DOC: copyedit log loss, hint how multiclass generalizes binary

larsmans · larsmans · commit 5fa2f9cecfb0 · 2014-06-15T16:05:35.000+02:00
Changed notation to use y for true label, p for prediction,
to be more consistent with the rest of the docs.
diff --git a/doc/modules/model_evaluation.rst b/doc/modules/model_evaluation.rst
@@ -681,29 +681,35 @@ as well as some variants of expectation-maximization,
 and can be used to evaluate the probability outputs (``predict_proba``)
 of a classifier, rather than its discrete predictions.
 
-For binary classification with a true label :math:`y_t \in \{0,1\}`
-and a probability estimate :math:`y_p = P(y_t = 1)`,
+For binary classification with a true label :math:`y \in \{0,1\}`
+and a probability estimate :math:`p = \operatorname{Pr}(y = 1)`,
 the log loss per sample is the negative log-likelihood
 of the classifier given the true label:
 
 .. math::
 
-    L_{\log}(y_t, y_p) = -\log P(y_t|y_p) = -(y_t \log y_p + (1 - y_t) \log (1 - y_p))

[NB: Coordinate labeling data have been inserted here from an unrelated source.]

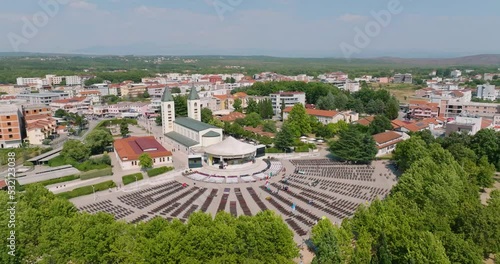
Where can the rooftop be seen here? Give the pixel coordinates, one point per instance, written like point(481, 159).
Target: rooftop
point(185, 141)
point(131, 148)
point(192, 124)
point(385, 137)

+    L_{\log}(y, p) = -\log \operatorname{Pr}(y|p) = -(y \log p) + (1 - y) \log (1 - p))
 
 This extends to the multiclass case as follows.
 Let the true labels for a set of samples
-be encoded as a 1-of-K binary indicator matrix :math:`T`,
-i.e. :math:`t_{i,k} = 1` if sample :math:`i` has label :math:`k`
+be encoded as a 1-of-K binary indicator matrix :math:`Y`,
+i.e. :math:`y_{i,k} = 1` if sample :math:`i` has label :math:`k`
 taken from a set of :math:`K` labels.
-Let :math:`Y` be a matrix of probability estimates,
-with :math:`y_{i,k} = P(t_{i,k} = 1)`.
-Then the total log loss of the whole set is
+Let :math:`P` be a matrix of probability estimates,
+with :math:`p_{i,k} = \operatorname{Pr}(t_{i,k} = 1)`.
+Then the log loss of the whole set is
 
 .. math::
 
-    L_{\log}(T, Y) = -\log P(T|Y) = - \frac{1}{N} \sum_{i=0}^{N-1} \sum_{k=0}^{K-1} t_{i,k} \log y_{i,k}
+    L_{\log}(Y, P) = -\log \operatorname{Pr}(Y|P) = - \frac{1}{N} \sum_{i=0}^{N-1} \sum_{k=0}^{K-1} y_{i,k} \log p_{i,k}
 
-The function :func:`log_loss` computes either total or mean log loss
+To see how this generalizes the binary log loss given above,
+note that in the binary case,
+:math:`p_{i,0} = 1 - p_{i,1}` and :math:`y_{i,0} = 1 - y_{i,1}`,
+so expanding the inner sum over :math:`y_{i,k} \in \{0,1\}`
+gives the binary log loss.
+
+The function :func:`log_loss` computes log loss
 given a list of ground-truth labels and a probability matrix,
 as returned by an estimator's ``predict_proba`` method.
 
diff --git a/sklearn/metrics/metrics.py b/sklearn/metrics/metrics.py
@@ -1072,7 +1072,7 @@ def log_loss(y_true, y_pred, eps=1e-15, normalize=True):
 
     normalize : bool, optional (default=True)
         If true, return the mean loss per sample.
-        Otherwise, return the total loss.
+        Otherwise, return the sum of the per-sample losses.
 
     Returns
     -------